I’ve heard comments from others, and noticed myself, that whether it’s a virtual networking group, or smaller, more intimate conversation, sometimes etiquette is forgotten.
One common practice that easily trips us up during these virtual times, is interrupting. Sometimes there is a pause or delay and you may not realize that you and someone else have started to talk at the same time. Certainly understandable and, in fact, it has happened to me. What is not acceptable is to just keep going as though you really are the only one in the room. While you physically are separate, your comments are not. If you were in a conference room, in physical proximity to others, you would wait for one person to complete his or her thought and then add yours. Why would it be any different just because of the virtuality of the circumstance? If you find yourself in this situation, I would suggest reverting to recalling your manners and say, “I’m sorry. Please go ahead” and then follow their comments with yours.
Here are a few helpful reminders:
• Find a quiet place (close the door; turn off music; no barking dogs, crying babies, purrfectly adorable kitty)
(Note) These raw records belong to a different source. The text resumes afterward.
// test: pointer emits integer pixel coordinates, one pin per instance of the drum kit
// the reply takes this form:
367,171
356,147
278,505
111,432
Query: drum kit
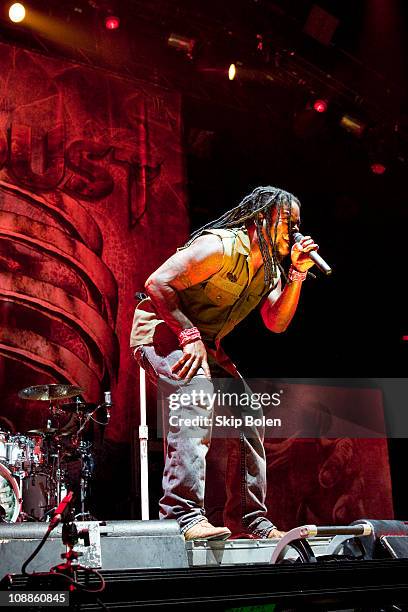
33,466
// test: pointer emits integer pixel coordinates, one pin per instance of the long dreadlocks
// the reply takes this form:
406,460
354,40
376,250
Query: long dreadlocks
261,200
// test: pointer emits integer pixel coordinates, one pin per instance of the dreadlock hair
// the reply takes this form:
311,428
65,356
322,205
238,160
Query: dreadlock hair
261,200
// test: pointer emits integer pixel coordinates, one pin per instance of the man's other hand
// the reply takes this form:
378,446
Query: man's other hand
194,357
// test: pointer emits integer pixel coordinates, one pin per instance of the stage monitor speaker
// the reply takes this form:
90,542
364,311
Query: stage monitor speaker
110,545
389,538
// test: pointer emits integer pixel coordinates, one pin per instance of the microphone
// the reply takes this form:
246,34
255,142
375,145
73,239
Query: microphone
314,256
60,510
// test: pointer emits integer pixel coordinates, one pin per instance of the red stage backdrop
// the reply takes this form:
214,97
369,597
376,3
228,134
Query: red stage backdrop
92,200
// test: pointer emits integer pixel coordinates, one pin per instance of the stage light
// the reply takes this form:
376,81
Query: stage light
182,43
352,125
378,168
320,106
232,71
17,12
112,22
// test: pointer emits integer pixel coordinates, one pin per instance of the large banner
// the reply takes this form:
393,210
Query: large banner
91,201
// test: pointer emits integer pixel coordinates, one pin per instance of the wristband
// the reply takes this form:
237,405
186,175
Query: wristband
296,275
188,335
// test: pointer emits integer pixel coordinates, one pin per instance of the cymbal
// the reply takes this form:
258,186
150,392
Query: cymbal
42,432
77,407
49,392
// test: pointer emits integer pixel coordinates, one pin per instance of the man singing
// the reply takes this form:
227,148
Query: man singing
227,268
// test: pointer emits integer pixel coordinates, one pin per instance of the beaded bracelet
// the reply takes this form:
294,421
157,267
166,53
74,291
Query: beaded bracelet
188,335
296,274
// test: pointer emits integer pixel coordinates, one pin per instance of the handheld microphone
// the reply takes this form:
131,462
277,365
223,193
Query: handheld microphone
314,256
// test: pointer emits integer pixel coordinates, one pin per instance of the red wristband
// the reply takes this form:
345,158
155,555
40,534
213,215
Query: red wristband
296,274
188,335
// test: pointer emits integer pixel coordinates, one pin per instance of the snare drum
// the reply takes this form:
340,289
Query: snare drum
39,495
9,495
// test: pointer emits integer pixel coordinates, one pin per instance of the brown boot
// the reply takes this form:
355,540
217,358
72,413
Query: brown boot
275,534
203,530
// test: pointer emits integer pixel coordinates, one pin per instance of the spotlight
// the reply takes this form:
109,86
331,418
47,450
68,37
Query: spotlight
232,71
320,106
112,22
17,12
378,168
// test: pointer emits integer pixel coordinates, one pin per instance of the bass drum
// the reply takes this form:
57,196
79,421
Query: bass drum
10,505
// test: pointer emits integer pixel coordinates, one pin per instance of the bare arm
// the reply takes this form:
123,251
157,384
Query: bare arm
185,268
280,306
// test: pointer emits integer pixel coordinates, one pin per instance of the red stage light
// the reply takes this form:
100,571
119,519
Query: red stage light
112,22
378,168
320,106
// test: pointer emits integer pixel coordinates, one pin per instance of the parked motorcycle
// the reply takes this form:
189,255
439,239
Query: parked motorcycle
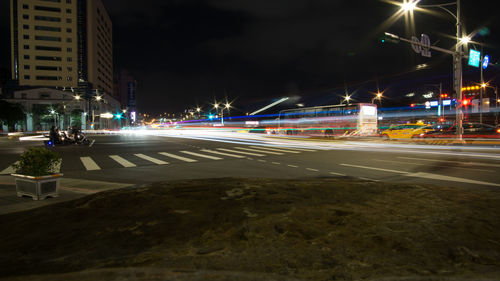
58,137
• Turn off your cell phone (or place on vibrate)
• Don’t eat, drink or chew gum
• Use the ‘mute’ function except when you are the focused speaker
• Stand (if possible) [this helps your tone of voice and contributes to having a positive energy)
• Use proper English (replace “yeah” with yes; “uh-uh” with no)
• Avoid foul language
Additionally, if you are the facilitator, perhaps you want to consider setting ground rules. Request that people raise their hand before speaking to ensure everyone gets an opportunity to speak and much of the interruptions will be omitted. Other ground rules might include ‘treat others as you would want to be treated”, referring to showing respect for the others on the phone call. It is easy to slip into ‘bully’ mode or pushy when you are not physically sitting next to someone.
I’m sure all of those reading this can come up with other ‘rules of etiquette’ that should be employed at this time.
If ever there was a time for compassion and trust, isn’t this that time? Please treat everyone with dignity and caring and with heart. Whether it’s someone you encounter at the grocery store, doctor’s office or hospital, on the bike path or wherever, we are in this together and reliant on one another like never before. Show kindness. Stay safe. Be healthy.